You have an extra brace right near the end. This should work:

#!/usr/bin/perl -w
# This script reads several sequences and computes the relative content of G+C of each sequence.

use strict; 

my $infile = "Lab1_seq.fasta";                               # This is the file path
open INFILE, $infile or die "Can't open $infile: $!";        # This opens file, but if file isn't there it mentions this will not open
my $outfile = "Lab1_SeqOutput.txt";             # This is the file's output
open OUTFILE, ">$outfile" or die "Cannot open $outfile: $!"; # This opens the output file, otherwise it mentions this will not open

my $sequence = ();  # This sequence variable stores the sequences from the .fasta file
my $GC = 0;         # This variable checks for G + C content

my $line;                             # This reads the input file one-line-at-a-time

while ($line = <INFILE>) {
    chomp $line;                      # This removes "\n" at the end of each line (this is invisible)

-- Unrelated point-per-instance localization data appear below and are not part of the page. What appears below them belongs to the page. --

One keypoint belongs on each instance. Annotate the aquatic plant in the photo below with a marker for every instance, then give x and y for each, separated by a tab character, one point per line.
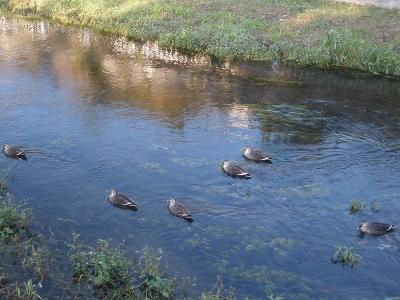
113	275
356	206
218	292
26	291
345	256
375	207
14	219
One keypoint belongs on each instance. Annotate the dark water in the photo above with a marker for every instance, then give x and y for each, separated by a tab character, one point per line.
106	113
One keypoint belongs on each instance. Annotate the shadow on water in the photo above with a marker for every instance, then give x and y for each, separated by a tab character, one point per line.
156	124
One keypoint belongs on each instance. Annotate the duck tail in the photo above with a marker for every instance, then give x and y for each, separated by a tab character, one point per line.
189	219
21	155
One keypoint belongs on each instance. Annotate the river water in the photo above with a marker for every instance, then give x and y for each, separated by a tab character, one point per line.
106	113
379	3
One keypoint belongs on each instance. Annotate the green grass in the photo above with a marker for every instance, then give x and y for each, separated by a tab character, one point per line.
345	256
356	206
318	33
14	219
116	276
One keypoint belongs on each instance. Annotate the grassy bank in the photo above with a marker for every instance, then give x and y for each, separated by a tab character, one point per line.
325	34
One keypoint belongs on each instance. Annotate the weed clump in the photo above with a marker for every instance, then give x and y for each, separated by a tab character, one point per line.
356	206
14	220
113	275
345	256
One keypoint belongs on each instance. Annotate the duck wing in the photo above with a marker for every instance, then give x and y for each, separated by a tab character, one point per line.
377	228
15	152
124	202
180	211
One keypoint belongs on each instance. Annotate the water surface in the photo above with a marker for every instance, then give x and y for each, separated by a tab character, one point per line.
108	113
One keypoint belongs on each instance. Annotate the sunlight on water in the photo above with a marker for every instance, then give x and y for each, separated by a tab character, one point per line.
106	112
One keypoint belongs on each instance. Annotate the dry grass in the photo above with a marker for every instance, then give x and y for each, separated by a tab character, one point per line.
290	31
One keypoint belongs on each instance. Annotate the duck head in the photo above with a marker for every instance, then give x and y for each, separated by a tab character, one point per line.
113	193
363	226
246	149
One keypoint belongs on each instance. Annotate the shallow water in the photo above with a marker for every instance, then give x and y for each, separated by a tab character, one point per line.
106	113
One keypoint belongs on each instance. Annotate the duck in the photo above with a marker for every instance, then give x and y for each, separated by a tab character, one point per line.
234	170
375	228
256	155
14	152
179	210
120	200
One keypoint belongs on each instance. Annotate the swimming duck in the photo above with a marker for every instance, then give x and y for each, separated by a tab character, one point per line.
14	152
234	170
255	155
375	228
179	210
121	201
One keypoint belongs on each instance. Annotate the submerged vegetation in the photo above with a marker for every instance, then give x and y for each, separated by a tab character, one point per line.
103	268
116	276
317	33
356	206
345	256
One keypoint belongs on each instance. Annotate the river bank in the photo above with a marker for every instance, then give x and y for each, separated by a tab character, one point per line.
323	34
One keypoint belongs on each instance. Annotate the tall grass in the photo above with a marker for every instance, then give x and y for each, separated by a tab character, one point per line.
317	33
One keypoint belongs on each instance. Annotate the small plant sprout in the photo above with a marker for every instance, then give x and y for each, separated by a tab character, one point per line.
356	206
345	256
375	207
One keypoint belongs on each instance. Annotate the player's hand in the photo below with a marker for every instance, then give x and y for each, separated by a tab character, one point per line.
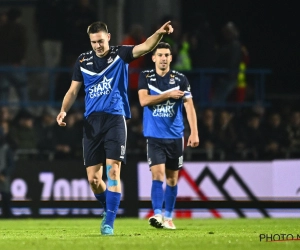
193	141
166	29
60	118
176	94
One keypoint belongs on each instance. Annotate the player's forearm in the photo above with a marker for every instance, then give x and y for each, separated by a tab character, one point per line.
153	40
68	101
192	119
147	46
150	100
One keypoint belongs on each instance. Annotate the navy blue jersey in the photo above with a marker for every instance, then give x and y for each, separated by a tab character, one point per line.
105	80
164	120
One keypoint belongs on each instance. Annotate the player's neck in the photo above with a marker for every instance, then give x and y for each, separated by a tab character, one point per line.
162	72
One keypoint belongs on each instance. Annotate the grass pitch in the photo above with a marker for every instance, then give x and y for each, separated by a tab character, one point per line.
83	234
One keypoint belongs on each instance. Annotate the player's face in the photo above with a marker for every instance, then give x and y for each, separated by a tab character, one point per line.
162	59
99	42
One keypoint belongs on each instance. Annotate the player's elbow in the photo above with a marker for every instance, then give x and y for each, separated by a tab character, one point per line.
143	103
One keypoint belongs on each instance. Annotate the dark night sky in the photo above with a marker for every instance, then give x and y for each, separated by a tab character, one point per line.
269	29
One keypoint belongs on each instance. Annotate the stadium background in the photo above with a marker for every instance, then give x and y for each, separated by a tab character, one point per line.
268	30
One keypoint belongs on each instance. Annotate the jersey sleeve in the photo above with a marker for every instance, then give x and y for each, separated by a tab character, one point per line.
142	81
125	52
186	87
77	75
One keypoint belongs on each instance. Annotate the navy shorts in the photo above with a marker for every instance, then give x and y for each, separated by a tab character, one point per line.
165	151
104	137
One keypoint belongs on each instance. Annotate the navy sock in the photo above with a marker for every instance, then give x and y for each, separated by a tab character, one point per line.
112	205
102	199
170	199
157	196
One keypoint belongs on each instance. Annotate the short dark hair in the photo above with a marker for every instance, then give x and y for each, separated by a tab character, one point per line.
97	27
162	45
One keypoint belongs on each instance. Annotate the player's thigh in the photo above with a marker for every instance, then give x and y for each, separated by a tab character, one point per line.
115	140
93	142
158	172
174	151
156	154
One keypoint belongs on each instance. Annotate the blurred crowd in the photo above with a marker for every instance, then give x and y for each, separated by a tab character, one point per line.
60	27
253	133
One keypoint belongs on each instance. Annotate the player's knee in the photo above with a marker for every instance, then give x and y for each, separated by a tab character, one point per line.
172	181
94	181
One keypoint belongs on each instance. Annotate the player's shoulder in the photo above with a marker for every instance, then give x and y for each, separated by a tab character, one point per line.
85	56
148	72
118	48
177	73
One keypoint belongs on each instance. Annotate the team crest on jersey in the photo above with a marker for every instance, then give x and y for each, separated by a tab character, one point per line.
109	60
101	88
164	110
85	59
172	79
122	151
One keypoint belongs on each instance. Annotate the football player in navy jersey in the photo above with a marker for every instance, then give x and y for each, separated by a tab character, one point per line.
163	93
103	71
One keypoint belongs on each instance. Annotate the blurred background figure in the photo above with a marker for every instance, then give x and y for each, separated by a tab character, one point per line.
293	130
276	138
13	44
229	56
46	126
50	27
24	134
79	15
6	169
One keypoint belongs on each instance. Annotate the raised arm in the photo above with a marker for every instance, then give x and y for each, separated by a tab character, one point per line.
149	100
152	41
68	101
193	139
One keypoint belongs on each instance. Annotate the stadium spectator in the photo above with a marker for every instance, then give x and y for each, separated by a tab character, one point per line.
276	138
79	15
13	44
68	139
7	166
46	132
50	16
228	58
209	135
293	130
251	138
24	133
163	93
226	133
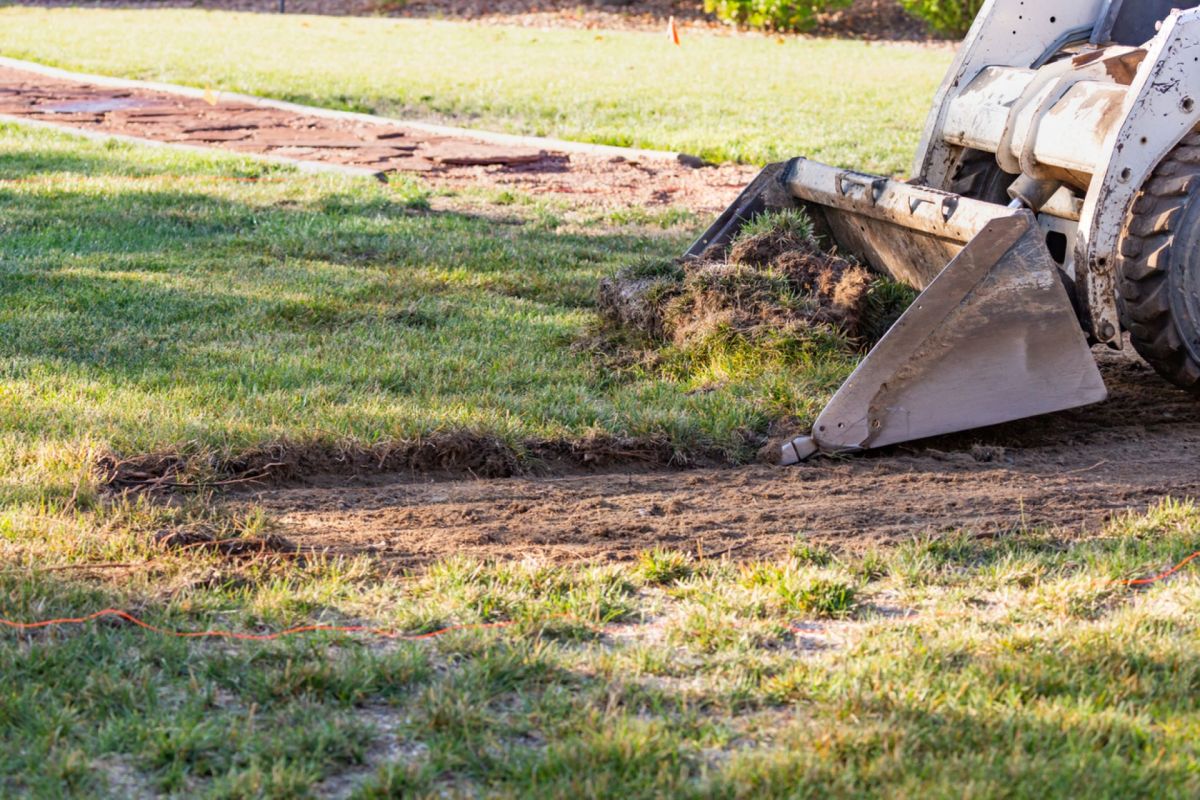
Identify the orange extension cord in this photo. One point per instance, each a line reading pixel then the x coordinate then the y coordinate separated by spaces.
pixel 383 632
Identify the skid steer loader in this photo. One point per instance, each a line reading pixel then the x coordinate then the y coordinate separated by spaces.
pixel 1055 204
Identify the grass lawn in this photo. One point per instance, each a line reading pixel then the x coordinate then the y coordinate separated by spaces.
pixel 951 667
pixel 724 97
pixel 157 302
pixel 153 305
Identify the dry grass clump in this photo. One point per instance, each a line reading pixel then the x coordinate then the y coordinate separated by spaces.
pixel 775 281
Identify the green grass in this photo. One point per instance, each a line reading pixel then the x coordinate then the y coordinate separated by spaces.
pixel 154 307
pixel 951 667
pixel 150 306
pixel 719 96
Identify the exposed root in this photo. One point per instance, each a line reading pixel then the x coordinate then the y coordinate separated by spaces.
pixel 450 456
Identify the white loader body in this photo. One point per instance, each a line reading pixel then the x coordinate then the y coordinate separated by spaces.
pixel 1048 127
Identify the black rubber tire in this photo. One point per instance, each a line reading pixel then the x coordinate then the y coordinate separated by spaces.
pixel 1158 270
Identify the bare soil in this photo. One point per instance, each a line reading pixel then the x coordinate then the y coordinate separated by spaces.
pixel 451 161
pixel 1068 471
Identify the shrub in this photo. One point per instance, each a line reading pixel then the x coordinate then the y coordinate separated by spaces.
pixel 773 14
pixel 945 17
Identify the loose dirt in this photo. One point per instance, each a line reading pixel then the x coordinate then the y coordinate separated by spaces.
pixel 1068 471
pixel 453 161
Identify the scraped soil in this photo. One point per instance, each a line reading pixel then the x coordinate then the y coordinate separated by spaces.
pixel 453 161
pixel 1071 470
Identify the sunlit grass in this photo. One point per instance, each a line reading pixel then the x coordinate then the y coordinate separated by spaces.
pixel 719 96
pixel 607 683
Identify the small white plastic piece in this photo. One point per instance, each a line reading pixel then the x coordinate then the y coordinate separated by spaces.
pixel 798 450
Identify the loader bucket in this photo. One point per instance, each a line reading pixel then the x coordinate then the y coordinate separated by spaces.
pixel 993 337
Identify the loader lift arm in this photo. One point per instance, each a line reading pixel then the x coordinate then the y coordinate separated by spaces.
pixel 1065 106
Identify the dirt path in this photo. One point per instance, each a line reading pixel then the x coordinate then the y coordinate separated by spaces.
pixel 456 161
pixel 867 19
pixel 1069 470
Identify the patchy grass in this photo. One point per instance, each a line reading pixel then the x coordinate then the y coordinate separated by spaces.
pixel 1015 667
pixel 719 96
pixel 154 307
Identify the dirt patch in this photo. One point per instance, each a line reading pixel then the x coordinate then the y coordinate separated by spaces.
pixel 774 282
pixel 868 19
pixel 1072 470
pixel 581 179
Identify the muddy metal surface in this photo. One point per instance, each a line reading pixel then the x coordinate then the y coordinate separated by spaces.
pixel 597 180
pixel 1069 470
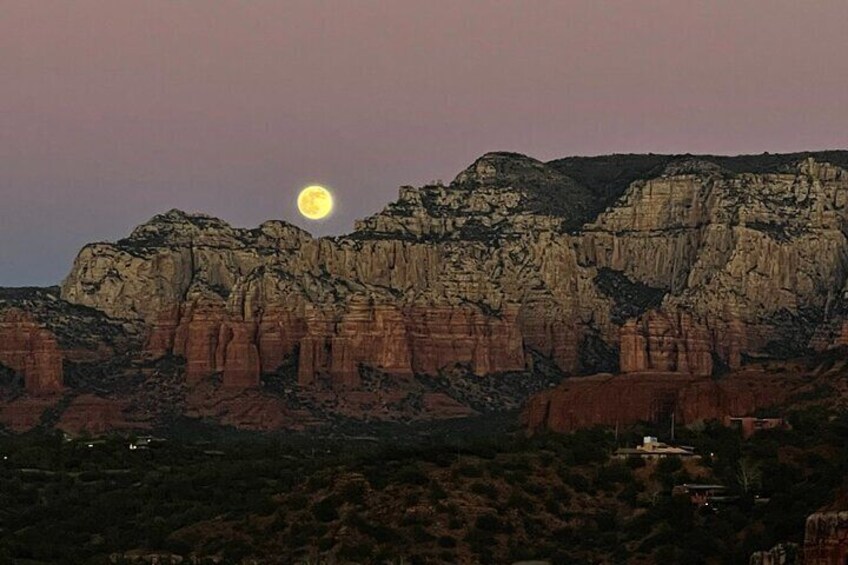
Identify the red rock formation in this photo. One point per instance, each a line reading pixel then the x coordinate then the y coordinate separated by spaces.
pixel 628 399
pixel 24 413
pixel 32 351
pixel 95 415
pixel 826 538
pixel 665 343
pixel 443 336
pixel 334 344
pixel 210 342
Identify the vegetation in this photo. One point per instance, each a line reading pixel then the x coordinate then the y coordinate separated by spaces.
pixel 494 499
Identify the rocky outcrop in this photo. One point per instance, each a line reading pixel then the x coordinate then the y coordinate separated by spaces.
pixel 31 351
pixel 653 397
pixel 683 264
pixel 826 538
pixel 781 554
pixel 666 343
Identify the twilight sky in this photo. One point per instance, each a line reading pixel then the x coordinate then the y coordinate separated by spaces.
pixel 114 110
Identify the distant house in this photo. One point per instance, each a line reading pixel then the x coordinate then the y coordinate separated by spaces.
pixel 653 449
pixel 750 425
pixel 703 494
pixel 144 442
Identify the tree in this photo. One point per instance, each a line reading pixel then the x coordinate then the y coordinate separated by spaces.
pixel 749 474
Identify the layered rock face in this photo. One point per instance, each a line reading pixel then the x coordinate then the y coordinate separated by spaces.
pixel 31 351
pixel 653 397
pixel 826 538
pixel 662 264
pixel 665 343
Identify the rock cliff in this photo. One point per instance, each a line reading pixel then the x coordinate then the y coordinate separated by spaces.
pixel 648 264
pixel 31 351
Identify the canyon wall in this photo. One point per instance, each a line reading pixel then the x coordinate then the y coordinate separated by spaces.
pixel 687 269
pixel 31 351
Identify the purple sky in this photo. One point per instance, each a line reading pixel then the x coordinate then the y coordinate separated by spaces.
pixel 112 111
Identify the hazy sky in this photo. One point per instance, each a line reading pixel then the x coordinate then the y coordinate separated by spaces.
pixel 112 111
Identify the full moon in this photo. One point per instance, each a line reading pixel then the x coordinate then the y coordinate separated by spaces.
pixel 315 202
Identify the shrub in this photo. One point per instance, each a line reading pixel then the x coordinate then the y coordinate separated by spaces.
pixel 326 509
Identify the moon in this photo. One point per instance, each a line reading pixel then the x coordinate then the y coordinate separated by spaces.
pixel 315 202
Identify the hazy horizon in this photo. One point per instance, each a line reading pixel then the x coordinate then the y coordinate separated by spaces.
pixel 116 111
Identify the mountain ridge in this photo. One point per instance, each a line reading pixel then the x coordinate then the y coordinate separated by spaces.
pixel 579 262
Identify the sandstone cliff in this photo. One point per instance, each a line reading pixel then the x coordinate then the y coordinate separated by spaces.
pixel 663 263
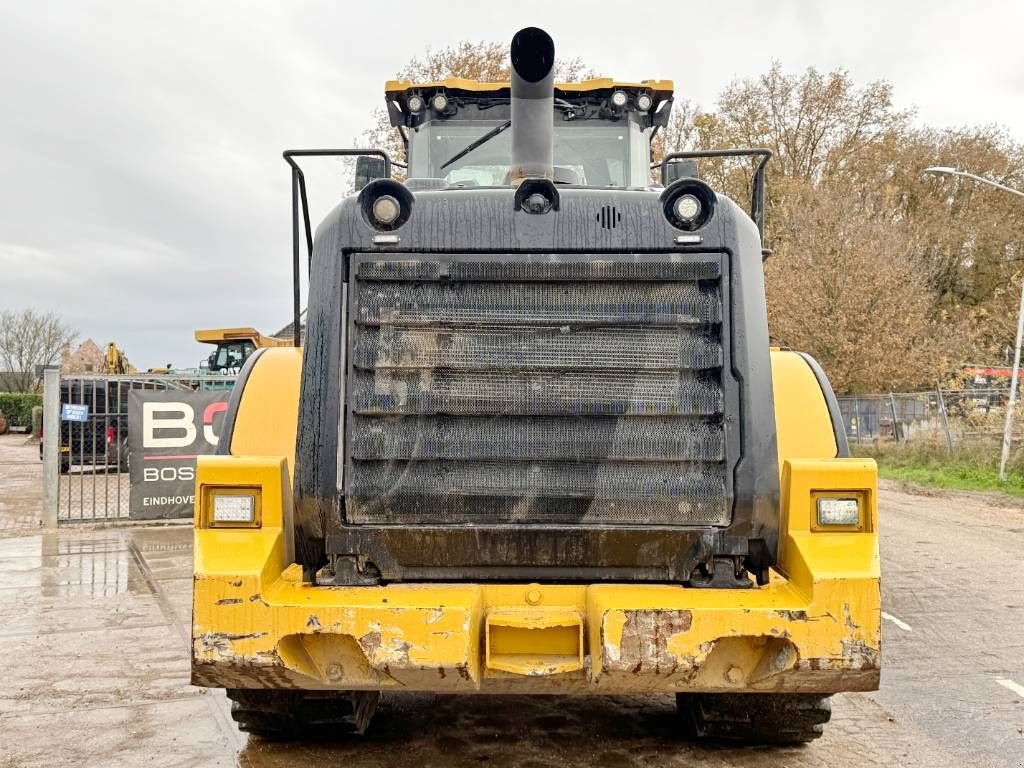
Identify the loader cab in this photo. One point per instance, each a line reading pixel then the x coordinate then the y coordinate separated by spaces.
pixel 232 346
pixel 229 355
pixel 456 131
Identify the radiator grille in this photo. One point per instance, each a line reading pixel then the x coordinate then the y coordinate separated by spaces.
pixel 536 389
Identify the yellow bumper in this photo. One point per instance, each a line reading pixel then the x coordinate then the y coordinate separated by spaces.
pixel 258 624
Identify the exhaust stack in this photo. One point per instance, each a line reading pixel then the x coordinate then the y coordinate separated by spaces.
pixel 532 104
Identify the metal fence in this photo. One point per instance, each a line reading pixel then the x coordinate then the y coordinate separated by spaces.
pixel 84 444
pixel 949 416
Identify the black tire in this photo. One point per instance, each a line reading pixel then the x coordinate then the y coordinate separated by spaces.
pixel 754 718
pixel 286 715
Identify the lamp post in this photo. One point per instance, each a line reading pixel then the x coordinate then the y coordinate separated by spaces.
pixel 1009 425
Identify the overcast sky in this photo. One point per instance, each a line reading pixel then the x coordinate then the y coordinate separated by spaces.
pixel 142 192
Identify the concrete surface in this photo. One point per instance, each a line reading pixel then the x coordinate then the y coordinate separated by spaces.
pixel 94 628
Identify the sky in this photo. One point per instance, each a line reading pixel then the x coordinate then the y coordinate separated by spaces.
pixel 142 193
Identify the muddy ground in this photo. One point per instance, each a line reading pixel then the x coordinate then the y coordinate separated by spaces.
pixel 94 662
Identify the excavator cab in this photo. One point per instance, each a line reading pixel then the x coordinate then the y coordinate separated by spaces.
pixel 232 347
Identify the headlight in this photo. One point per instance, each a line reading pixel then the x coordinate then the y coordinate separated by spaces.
pixel 235 508
pixel 839 512
pixel 687 208
pixel 386 209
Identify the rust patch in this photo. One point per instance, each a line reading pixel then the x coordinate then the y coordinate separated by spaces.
pixel 220 642
pixel 645 639
pixel 370 643
pixel 793 615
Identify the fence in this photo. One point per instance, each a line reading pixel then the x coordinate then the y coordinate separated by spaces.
pixel 950 416
pixel 84 444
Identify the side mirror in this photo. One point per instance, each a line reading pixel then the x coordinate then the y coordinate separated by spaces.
pixel 369 168
pixel 678 169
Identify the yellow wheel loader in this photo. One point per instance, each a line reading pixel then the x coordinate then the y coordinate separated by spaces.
pixel 536 440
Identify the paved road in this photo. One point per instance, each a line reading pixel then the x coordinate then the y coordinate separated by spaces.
pixel 93 637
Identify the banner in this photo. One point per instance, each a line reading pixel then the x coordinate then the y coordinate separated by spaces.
pixel 167 429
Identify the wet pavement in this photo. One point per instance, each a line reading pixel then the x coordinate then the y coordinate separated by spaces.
pixel 94 648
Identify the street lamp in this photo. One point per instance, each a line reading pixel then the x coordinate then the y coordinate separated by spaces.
pixel 1008 427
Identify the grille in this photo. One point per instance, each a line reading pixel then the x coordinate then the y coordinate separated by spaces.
pixel 608 217
pixel 537 389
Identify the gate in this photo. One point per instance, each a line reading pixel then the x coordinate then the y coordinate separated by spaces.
pixel 85 440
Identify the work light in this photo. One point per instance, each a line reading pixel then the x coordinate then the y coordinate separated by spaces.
pixel 687 208
pixel 839 511
pixel 386 209
pixel 233 508
pixel 416 103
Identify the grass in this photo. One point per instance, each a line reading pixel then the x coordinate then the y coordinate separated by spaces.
pixel 968 468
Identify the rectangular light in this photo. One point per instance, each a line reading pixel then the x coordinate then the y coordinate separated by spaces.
pixel 839 511
pixel 233 508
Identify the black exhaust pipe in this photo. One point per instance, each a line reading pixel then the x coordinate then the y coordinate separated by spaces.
pixel 532 104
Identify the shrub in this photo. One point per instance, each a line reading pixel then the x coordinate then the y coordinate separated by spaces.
pixel 17 408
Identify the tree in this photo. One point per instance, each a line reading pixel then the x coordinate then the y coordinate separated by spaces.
pixel 30 340
pixel 891 280
pixel 482 60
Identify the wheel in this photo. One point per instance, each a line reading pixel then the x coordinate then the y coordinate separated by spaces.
pixel 754 718
pixel 283 715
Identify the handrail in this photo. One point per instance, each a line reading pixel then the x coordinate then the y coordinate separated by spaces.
pixel 757 182
pixel 299 200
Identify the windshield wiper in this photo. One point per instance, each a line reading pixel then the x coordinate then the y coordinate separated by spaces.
pixel 481 140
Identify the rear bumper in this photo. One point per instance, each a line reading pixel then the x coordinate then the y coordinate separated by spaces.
pixel 257 624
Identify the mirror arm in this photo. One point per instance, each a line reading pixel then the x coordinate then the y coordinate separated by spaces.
pixel 300 207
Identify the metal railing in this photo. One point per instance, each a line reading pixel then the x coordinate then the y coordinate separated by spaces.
pixel 84 445
pixel 950 416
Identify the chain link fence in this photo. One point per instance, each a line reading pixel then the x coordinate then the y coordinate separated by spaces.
pixel 952 417
pixel 86 468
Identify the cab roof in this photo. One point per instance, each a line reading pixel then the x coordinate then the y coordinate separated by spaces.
pixel 657 88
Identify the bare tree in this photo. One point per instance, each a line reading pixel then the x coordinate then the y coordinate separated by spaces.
pixel 30 340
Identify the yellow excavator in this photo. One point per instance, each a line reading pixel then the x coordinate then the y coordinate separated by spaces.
pixel 233 347
pixel 536 440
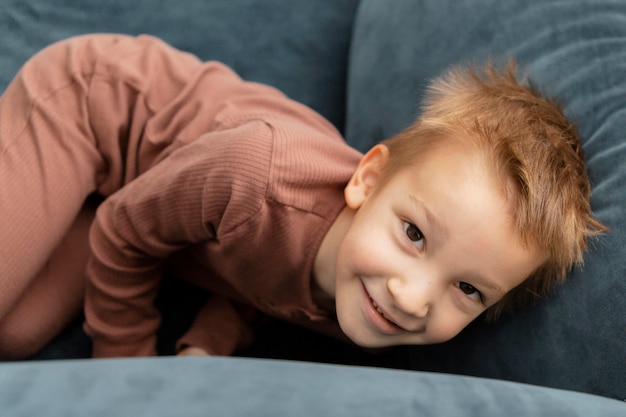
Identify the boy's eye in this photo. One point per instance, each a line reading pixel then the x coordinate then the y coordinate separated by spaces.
pixel 414 234
pixel 471 291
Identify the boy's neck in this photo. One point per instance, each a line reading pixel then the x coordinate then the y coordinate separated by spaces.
pixel 323 277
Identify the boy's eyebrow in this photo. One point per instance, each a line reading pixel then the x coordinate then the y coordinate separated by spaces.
pixel 483 281
pixel 432 219
pixel 479 279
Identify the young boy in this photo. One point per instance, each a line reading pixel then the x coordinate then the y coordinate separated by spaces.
pixel 235 188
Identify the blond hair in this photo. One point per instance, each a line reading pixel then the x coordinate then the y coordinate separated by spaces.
pixel 531 145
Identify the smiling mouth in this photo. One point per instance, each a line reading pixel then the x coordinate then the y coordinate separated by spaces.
pixel 382 313
pixel 379 317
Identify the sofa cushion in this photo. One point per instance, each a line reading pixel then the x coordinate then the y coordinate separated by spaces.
pixel 301 49
pixel 574 51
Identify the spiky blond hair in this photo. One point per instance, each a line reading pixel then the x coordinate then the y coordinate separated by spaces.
pixel 529 144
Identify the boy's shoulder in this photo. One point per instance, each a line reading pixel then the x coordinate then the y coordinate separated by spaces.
pixel 299 156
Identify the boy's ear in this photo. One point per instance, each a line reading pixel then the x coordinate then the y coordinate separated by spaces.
pixel 367 176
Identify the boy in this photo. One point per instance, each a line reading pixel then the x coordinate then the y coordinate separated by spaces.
pixel 231 186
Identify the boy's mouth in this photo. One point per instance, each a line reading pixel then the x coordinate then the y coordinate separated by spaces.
pixel 389 325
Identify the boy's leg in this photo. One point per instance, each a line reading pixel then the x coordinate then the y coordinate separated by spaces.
pixel 53 298
pixel 88 114
pixel 49 163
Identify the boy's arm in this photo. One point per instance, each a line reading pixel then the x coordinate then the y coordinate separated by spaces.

    if($line =~ /^\s*$/) {         # This finds lines with whitespaces from the beginning to the ending of the sequence. Removes blank line.
        next;

    } elsif($line =~ /^\s*#/) {        # This finds lines with spaces before the hash character. Removes .fasta comment
        next; 
    } elsif($line =~ /^>/) {           # This finds lines with the '>' symbol at beginning of label. Removes .fasta label
        next;
    } else {
        $sequence = $line;
    }

    $sequence =~ s/\s//g;               # Whitespace characters are removed
    print OUTFILE $sequence;
}

Also I edited your return line. Return will exit your loop. I suspect what you want is to print it to a file, so I have done that. You may need to do some further transformation first to get it into a tab separated format.